Die Forschungsanlage selbst ist für militärisch sensible Arbeiten ausgelegt. Laut U.S. Army Space and Missile Defense Command können dort auch Versuche bis zur Geheimhaltungsstufe „Secret“ durchgeführt werden. Das bedeutet jedoch nicht, dass jede fehlende Information über einen Versuch automatisch geheim ist. Es beschreibt zunächst die technischen und organisatorischen Möglichkeiten der Einrichtung.
Keine komplette Hyperschallrakete aus dem Kanonenrohr
Eine weitere Abgrenzung ist für die Einordnung entscheidend. Das Space and Missile Defense Command arbeitet an Forschung und Erprobung für strategische sowie hyperschallschnelle Waffensysteme. Die Laboranlage darf deshalb aber nicht mit einem Startsystem für eine einsatzfähige Hyperschallwaffe verwechselt werden.
Es gibt auf Grundlage der öffentlich zugänglichen Informationen keinen Beleg dafür, dass aus der 254-Millimeter-Leichtgaskanone eine vollständige Dark-Eagle-Rakete oder ein vergleichbares komplettes Hyperschallsystem abgefeuert wird. Die Anlage erzeugt vielmehr ausgewählte Bedingungen, die für bestimmte Komponenten und Forschungsfragen relevant sind.

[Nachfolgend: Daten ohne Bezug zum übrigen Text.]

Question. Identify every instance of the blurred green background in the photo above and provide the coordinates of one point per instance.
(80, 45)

Auch Geschwindigkeitsangaben müssen in diesem Zusammenhang sauber getrennt werden. Wenn ein kleiner Versuchskörper aus der Leichtgaskanone mehr als sechs Kilometer pro Sekunde erreicht, sagt dieser Wert für sich genommen nichts über die Geschwindigkeit eines späteren vollständigen Waffensystems aus. Masse, Größe, Versuchszweck und technische Konfiguration unterscheiden sich grundlegend.
Hyperschallforschung zwischen Experiment und Simulation
Gerade diese Spezialisierung macht die Anlage für die Entwicklung von Hyperschalltechnik interessant. Die spektakuläre Geschwindigkeit ist nur der sichtbare Teil. Wissenschaftlich wertvoll werden die Versuche durch die Kombination aus kontrollierter Beschleunigung, präziser Messtechnik und anschließender Auswertung.
Die Aerophysics Research Facility kann dafür nicht nur unterschiedliche Beschleuniger einsetzen. Nach Angaben der Army lassen sich dort auch Versuchskörper und Ziele für einzelne Experimente herstellen. Dadurch können Testreihen auf konkrete Fragestellungen zugeschnitten werden – von aerodynamischen Einflüssen bis zum Verhalten von Materialien beim Hochgeschwindigkeitsaufprall.
Für die Hyperschalltechnik entsteht damit ein Entwicklungsweg, der sich nicht allein auf kostspielige Flugtests stützt. Einzelne Probleme können zunächst unter Laborbedingungen untersucht werden. Die dabei gewonnenen Messwerte liefern wiederum Daten für numerische Modelle und Simulationen. Erst andere Versuchsstufen müssen anschließend zeigen, wie sich Komponenten im Zusammenspiel eines vollständigen Systems verhalten.
Entscheidend ist nicht die Größe, sondern das, was gemessen wird
Die 254-Millimeter-Leichtgaskanone am Redstone Arsenal wirkt wie das auffälligste Element dieser Forschung. Ihre eigentliche Bedeutung liegt jedoch hinter dem Abschuss: in Kamerabildern, Röntgenaufnahmen, Messreihen und den daraus gewonnenen Daten.
Die US Army kann damit Vorgänge untersuchen, die bei Hyperschallgeschwindigkeit innerhalb kürzester Zeit ablaufen und sich bei einem vollständigen Raketenflug nur mit erheblich größerem Aufwand erfassen ließen. Zugleich bleiben die Einzelheiten konkreter militärischer Versuche teilweise außerhalb der Öffentlichkeit.
Was sich belastbar sagen lässt, ist deshalb präziser als die Vorstellung einer neuen Riesen-Artilleriewaffe: Am Redstone Arsenal betreibt die US Army eines ihrer leistungsfähigsten Werkzeuge für Hyperschall- und Hypervelocity-Forschung. Die große Leichtgaskanone liefert dafür nicht nur Geschwindigkeit. Vor allem liefert sie kontrollierbare Bedingungen – und die Messdaten, mit denen sich Hyperschalltechnik weiterentwickeln lässt.